TEXTO: Oswaldo Faustino | FOTO: Reprodução | Adaptação web: David Pereira

 

O militante negro, José Correia Leite | FOTO: Reprodução

O militante negro, José Correia Leite | FOTO: Reprodução

Filho de mãe solteira, sua certidão não tinha o nome do pai. Mas um amigo íntimo garante que foi um senador da República para quem a mãe teria trabalhado. Sozinha com o filho, para poder trabalhar de empregada doméstica, a mãe era obrigada a deixá-lo na casa de estranhos, que o maltratavam. Sem alguém que se responsabilizasse por sua educação, o menino foi impedido de frequentar a escola.

Mesmo assim, com uma ajuda aqui e outra ali, foi aprendendo a ler e a escrever. Um dos que o ensinaram foi o amigo Jayme Aguiar com quem, aos 24 anos, ele fundou o jornal O Clarim, depois rebatizado de O Clarim d’Alvorada, que durou até Getúlio Vargas estabelecer o Estado Novo, em 1937. A vibração da escrita e a negritude lhe pulsavam nas veias, assim, após o fim da ditadura getulista, Correia Leite, Fernando Góis e Raul do Amaral criaram o jornal Alvorada, em 1946.

Não houve um só acontecimento relacionado com a população negra de São Paulo até o final da década de 1970, em que José Correia Leite não estivesse envolvido, ou pelo menos por perto. Lá estava ele, em 1931, quando foi criada a Frente Negra Brasileira, como conselheiro da entidade. Descontente com os objetivos da FNB e o comportamento da diretoria, abandonou a instituição e fundou o Clube Negro de Cultura Social e o jornal Chibata, que desceu no lombo dos que ele considerou “traidores da raça”.

Depois disso, ajudou a fundar a Associação dos Negros Brasileiros e, já na segunda metade da década de 1950, a Associação Cultural do Negro, na qual publicou a revista Niger. Como um griot, matava a sede de conhecimento de nossa geração de militantes com substanciosos depoimentos. Um dos melhores escritores negros brasileiros contemporâneos, o poeta Cuti publicou histórias contadas por ele na obra ...E disse o velho militante José Correia Leite, que deveria ser o livro de cabeceira de todos nós. Correia Leite pintava aquarelas, de cores suaves. Talvez fosse a única maneira para serenar seu espírito vibrante e guerreiro, ante as injustiças sociais.

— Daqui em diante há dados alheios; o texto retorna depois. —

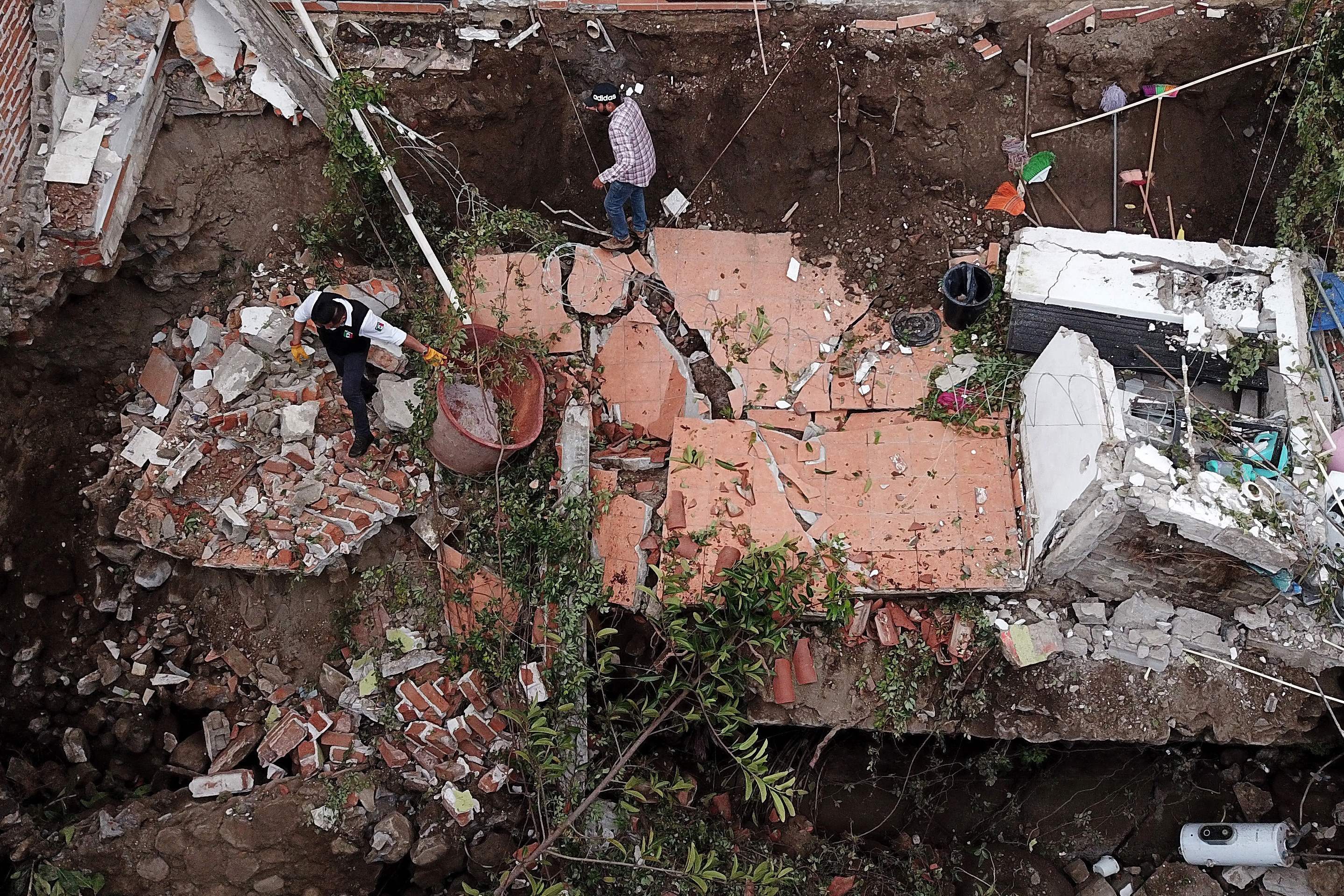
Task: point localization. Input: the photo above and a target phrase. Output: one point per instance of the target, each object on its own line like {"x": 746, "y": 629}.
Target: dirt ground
{"x": 932, "y": 111}
{"x": 232, "y": 190}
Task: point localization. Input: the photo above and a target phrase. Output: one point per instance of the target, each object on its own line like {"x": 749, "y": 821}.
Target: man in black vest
{"x": 346, "y": 327}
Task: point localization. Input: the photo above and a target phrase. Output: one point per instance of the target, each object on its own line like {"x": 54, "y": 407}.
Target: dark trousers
{"x": 355, "y": 388}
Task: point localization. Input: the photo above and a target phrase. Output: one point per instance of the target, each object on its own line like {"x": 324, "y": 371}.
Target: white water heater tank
{"x": 1236, "y": 844}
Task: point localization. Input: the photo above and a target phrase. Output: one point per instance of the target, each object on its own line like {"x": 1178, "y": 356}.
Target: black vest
{"x": 346, "y": 339}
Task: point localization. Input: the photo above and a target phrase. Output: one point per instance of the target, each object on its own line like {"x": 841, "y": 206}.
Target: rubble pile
{"x": 244, "y": 451}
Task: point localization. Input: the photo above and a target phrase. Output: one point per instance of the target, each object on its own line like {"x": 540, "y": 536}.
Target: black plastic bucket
{"x": 967, "y": 290}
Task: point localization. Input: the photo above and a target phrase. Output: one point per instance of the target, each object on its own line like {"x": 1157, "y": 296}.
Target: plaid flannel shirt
{"x": 632, "y": 147}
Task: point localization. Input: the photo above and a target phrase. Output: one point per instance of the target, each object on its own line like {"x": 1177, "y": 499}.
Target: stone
{"x": 152, "y": 868}
{"x": 1253, "y": 801}
{"x": 1326, "y": 878}
{"x": 74, "y": 743}
{"x": 397, "y": 401}
{"x": 1242, "y": 876}
{"x": 1025, "y": 645}
{"x": 1090, "y": 613}
{"x": 171, "y": 841}
{"x": 205, "y": 331}
{"x": 267, "y": 324}
{"x": 1253, "y": 617}
{"x": 1288, "y": 882}
{"x": 272, "y": 884}
{"x": 215, "y": 733}
{"x": 1141, "y": 612}
{"x": 391, "y": 839}
{"x": 1096, "y": 886}
{"x": 1191, "y": 624}
{"x": 332, "y": 682}
{"x": 1179, "y": 879}
{"x": 238, "y": 748}
{"x": 152, "y": 571}
{"x": 1077, "y": 871}
{"x": 143, "y": 446}
{"x": 236, "y": 371}
{"x": 190, "y": 753}
{"x": 297, "y": 421}
{"x": 120, "y": 552}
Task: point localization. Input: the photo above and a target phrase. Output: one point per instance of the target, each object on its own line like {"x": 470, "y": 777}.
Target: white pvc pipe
{"x": 1198, "y": 81}
{"x": 394, "y": 183}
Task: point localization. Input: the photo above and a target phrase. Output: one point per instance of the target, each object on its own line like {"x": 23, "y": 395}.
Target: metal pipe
{"x": 1115, "y": 171}
{"x": 1198, "y": 81}
{"x": 394, "y": 183}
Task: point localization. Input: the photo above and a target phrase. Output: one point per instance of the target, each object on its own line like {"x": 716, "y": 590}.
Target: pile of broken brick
{"x": 237, "y": 454}
{"x": 453, "y": 742}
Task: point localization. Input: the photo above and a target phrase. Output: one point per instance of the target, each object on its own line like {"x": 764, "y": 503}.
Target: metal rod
{"x": 394, "y": 183}
{"x": 1077, "y": 224}
{"x": 1148, "y": 172}
{"x": 1115, "y": 171}
{"x": 756, "y": 11}
{"x": 1186, "y": 86}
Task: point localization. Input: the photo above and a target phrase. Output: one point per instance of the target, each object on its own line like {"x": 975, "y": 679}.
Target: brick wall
{"x": 16, "y": 50}
{"x": 1146, "y": 558}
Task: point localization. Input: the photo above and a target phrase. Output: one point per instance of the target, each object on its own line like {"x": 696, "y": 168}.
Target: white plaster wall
{"x": 1070, "y": 410}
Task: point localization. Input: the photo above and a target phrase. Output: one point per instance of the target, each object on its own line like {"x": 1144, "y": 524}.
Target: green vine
{"x": 1308, "y": 209}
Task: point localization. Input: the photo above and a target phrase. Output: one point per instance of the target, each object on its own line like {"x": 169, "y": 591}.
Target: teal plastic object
{"x": 1260, "y": 456}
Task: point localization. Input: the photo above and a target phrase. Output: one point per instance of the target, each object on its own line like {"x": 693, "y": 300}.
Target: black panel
{"x": 1034, "y": 324}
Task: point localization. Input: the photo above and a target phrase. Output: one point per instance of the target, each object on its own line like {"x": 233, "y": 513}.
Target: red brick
{"x": 290, "y": 733}
{"x": 1073, "y": 18}
{"x": 480, "y": 727}
{"x": 160, "y": 378}
{"x": 916, "y": 21}
{"x": 1158, "y": 13}
{"x": 310, "y": 759}
{"x": 383, "y": 495}
{"x": 391, "y": 755}
{"x": 338, "y": 739}
{"x": 408, "y": 691}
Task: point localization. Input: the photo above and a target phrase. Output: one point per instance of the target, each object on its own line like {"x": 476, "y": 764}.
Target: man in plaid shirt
{"x": 633, "y": 169}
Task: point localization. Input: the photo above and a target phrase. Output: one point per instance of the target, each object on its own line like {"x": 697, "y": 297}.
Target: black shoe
{"x": 362, "y": 442}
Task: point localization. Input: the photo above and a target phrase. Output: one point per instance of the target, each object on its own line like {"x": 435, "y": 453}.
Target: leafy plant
{"x": 45, "y": 879}
{"x": 1307, "y": 212}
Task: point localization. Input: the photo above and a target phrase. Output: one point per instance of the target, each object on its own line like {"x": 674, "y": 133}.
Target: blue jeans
{"x": 617, "y": 194}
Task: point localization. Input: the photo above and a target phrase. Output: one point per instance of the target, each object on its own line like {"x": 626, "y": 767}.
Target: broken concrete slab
{"x": 143, "y": 448}
{"x": 897, "y": 378}
{"x": 927, "y": 507}
{"x": 524, "y": 293}
{"x": 616, "y": 541}
{"x": 645, "y": 381}
{"x": 236, "y": 371}
{"x": 599, "y": 281}
{"x": 397, "y": 401}
{"x": 299, "y": 421}
{"x": 710, "y": 461}
{"x": 732, "y": 287}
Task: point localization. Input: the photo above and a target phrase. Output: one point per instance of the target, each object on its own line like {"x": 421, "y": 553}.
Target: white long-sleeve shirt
{"x": 374, "y": 327}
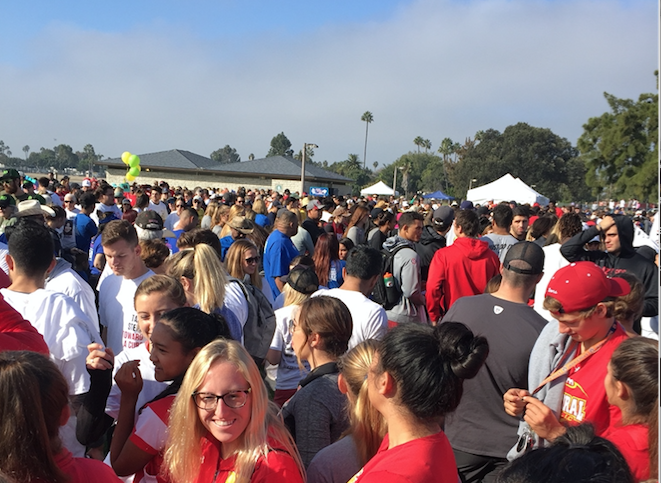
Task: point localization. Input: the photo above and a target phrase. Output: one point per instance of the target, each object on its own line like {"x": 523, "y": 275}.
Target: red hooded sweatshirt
{"x": 459, "y": 270}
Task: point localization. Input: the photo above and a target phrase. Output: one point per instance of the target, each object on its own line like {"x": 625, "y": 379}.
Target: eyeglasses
{"x": 292, "y": 326}
{"x": 526, "y": 440}
{"x": 209, "y": 401}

Recentemente, tive a oportunidade de ouvir muitas histórias sobre ele, da boca de Abigail Ricarda, a Dona Dadá, sua filha, que hoje vive em uma casa de repouso no bairro do Jabaquara. Aos 88 anos – a mesma idade com que o pai faleceu, em 1989 –, ela traz ainda vívidas lembranças de todos aqueles que com ele conviveram. Vida eterna à memória de José Correia Leite e aos que, como ele, ajudaram a dignificar a história do nosso povo!